While healthcare has issues with finding a proper cure, the financial sector suffers uncertainty. Whether investors need to put their money in stock or keep them safe and untouched for several years until they see the situation becomes more clear and certain. 

After many crises, investors have learned one thing. Even if the stock market faces downfall, it will come back stronger than ever. Thus, pay close attention to stocks that have good value. Those who invest in them today will get a reward tomorrow. However, waiting for lower positions on the market will get you to pass up a chance to make a profit. 

Stock Market
Stock Market

Your decisions 

We have asked the opinions of several experts on the matter of buying stocks or waiting until the better times. Jennifer Weber, the vice president of financial planning for Weber Asset Management, states that there is no such perfect time to purchase stocks. All forecasts may change, even if investors are sure about 99,9%. It is not known when current uncertainty will end, however, the best option for these situations is not to panic. 

Another specialist Warren Buffett, CEO of Berkshire Hathaway adds that reading everyday forecasts from newspapers will not help either. It does not mean you should forget about investing in your future. Last time we checked retirement and financial goals still exist. These actions have a specific name. It is dollar-cost averaging. 

Forget about timing the markets

So, what is dollar-cost averaging? It means you invest a regular sum of money at regular intervals of time. For instance, you have about $2,000 to invest. It is better to split this sum into smaller parts and invest them once per week or month than doing it at once. 

This way you stay calm and do not need to calculate the right time to invest. Now you have the freedom to invest your money whether on not the market has good conditions. If you are already doing such a thing, be sure you are doing quite a smart thing.

Even if the situation on the market drops you and other investors will not suffer. Mainly because you invest for a long term rather than for one day or week or month. Be sure, your investments will have a high chance to recover. Even if some will tell you that investing in the future can be dangerous, your retirement pillow will recover like the stock market and the economy itself from the pandemic. We have many cases throughout history that prove such a statement. 

We have one more piece of advice for one. Even if the market is volatile and you feel like panicking. Just do not do it. Keep calm and do not change the way you are investing.
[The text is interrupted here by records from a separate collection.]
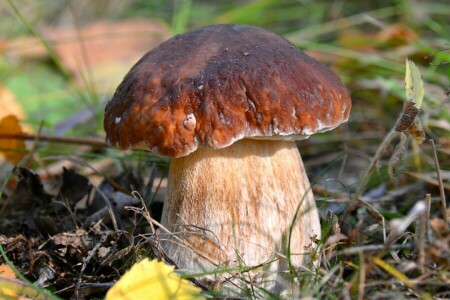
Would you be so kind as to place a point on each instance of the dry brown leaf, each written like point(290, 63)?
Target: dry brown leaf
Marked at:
point(11, 149)
point(7, 272)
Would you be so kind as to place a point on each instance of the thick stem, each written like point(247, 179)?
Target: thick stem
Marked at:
point(234, 206)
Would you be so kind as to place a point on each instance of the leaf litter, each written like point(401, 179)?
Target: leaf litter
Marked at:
point(66, 239)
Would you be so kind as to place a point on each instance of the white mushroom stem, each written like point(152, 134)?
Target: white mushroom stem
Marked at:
point(234, 206)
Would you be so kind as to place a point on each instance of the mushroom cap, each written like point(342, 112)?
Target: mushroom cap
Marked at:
point(218, 84)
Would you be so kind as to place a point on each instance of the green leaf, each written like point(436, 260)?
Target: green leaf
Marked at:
point(413, 84)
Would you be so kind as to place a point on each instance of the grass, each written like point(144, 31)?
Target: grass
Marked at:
point(362, 256)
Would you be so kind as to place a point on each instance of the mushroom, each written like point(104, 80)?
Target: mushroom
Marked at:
point(227, 103)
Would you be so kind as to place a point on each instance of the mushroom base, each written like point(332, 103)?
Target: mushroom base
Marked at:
point(235, 207)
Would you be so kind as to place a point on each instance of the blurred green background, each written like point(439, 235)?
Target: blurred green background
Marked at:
point(61, 60)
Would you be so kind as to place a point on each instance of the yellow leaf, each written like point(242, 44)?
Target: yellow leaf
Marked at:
point(7, 272)
point(413, 84)
point(153, 280)
point(11, 149)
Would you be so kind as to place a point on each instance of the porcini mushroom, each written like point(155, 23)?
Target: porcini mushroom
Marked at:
point(227, 103)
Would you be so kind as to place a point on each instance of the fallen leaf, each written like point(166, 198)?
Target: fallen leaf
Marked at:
point(153, 279)
point(11, 149)
point(7, 272)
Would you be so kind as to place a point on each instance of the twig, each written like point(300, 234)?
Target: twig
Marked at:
point(441, 186)
point(428, 203)
point(362, 186)
point(54, 139)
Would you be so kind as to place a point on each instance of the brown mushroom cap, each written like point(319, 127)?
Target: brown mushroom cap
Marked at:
point(218, 84)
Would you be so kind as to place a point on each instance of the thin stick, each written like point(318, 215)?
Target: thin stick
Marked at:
point(428, 202)
point(362, 186)
point(441, 186)
point(421, 240)
point(54, 139)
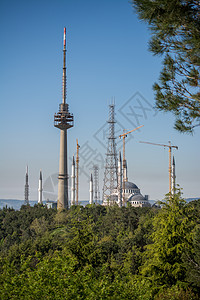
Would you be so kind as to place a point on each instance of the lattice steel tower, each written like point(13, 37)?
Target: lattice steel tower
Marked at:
point(63, 120)
point(96, 182)
point(110, 173)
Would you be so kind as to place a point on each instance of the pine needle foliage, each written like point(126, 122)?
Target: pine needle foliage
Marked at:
point(175, 28)
point(172, 236)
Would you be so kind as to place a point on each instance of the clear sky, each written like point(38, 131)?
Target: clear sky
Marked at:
point(107, 57)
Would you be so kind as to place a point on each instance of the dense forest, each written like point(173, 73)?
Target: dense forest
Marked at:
point(97, 252)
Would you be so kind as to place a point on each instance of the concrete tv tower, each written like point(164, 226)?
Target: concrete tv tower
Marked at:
point(26, 188)
point(63, 120)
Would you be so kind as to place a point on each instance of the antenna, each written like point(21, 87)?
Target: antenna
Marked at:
point(63, 120)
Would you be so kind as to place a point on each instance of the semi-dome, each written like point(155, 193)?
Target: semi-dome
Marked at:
point(130, 185)
point(139, 200)
point(137, 197)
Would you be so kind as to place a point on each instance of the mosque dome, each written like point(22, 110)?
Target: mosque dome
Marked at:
point(130, 185)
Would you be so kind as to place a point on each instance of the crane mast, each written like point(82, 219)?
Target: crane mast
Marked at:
point(124, 135)
point(170, 159)
point(77, 169)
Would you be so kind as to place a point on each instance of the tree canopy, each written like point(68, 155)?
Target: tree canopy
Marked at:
point(95, 252)
point(175, 28)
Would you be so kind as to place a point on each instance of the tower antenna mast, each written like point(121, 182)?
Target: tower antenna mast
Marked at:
point(77, 169)
point(63, 120)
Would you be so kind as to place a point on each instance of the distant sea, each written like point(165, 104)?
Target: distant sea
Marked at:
point(16, 204)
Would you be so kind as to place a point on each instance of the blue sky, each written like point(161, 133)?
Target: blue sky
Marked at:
point(107, 57)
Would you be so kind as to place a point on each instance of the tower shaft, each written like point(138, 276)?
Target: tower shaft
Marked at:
point(91, 190)
point(26, 189)
point(96, 182)
point(173, 177)
point(40, 189)
point(63, 176)
point(119, 187)
point(63, 120)
point(73, 183)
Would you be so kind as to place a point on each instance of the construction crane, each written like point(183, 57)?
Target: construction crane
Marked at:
point(77, 169)
point(170, 159)
point(124, 135)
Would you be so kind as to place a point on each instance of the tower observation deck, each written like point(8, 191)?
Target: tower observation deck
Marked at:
point(63, 120)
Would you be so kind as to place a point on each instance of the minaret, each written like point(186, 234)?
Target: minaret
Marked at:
point(91, 190)
point(73, 183)
point(173, 177)
point(63, 120)
point(40, 189)
point(125, 170)
point(119, 187)
point(26, 188)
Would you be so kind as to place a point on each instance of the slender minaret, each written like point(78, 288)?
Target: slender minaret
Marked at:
point(91, 190)
point(73, 183)
point(173, 177)
point(63, 120)
point(40, 189)
point(26, 188)
point(119, 187)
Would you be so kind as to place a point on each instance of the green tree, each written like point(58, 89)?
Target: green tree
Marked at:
point(172, 236)
point(175, 27)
Even if it can be a good opportunity to invest more, you may lose everything you have. Jon Ulin, a certified financial planner from Florida, states that during such difficult times, you have to be cautious with all your investments and savings for the nearest five years. 

The expert also adds that the best option, for now, is to refrain from spending a lot of money to relieve some kind of stress. There might be a situation when you might get fired or retired and have issues with money. It does not mean you should dive into selling stocks when they have the lowest point or take loans from an Individual Retirement Account (IRA)

Take an example from successful investors who look into long term investments, rather than one-time actions. The first option brings more growth than the second one. Moreover, longer investments protect you from possible negative growth. 

Thus, remember to not be afraid to invest at strict intervals with the same amount of money. The technique we described above may help you depending on the situation on the market.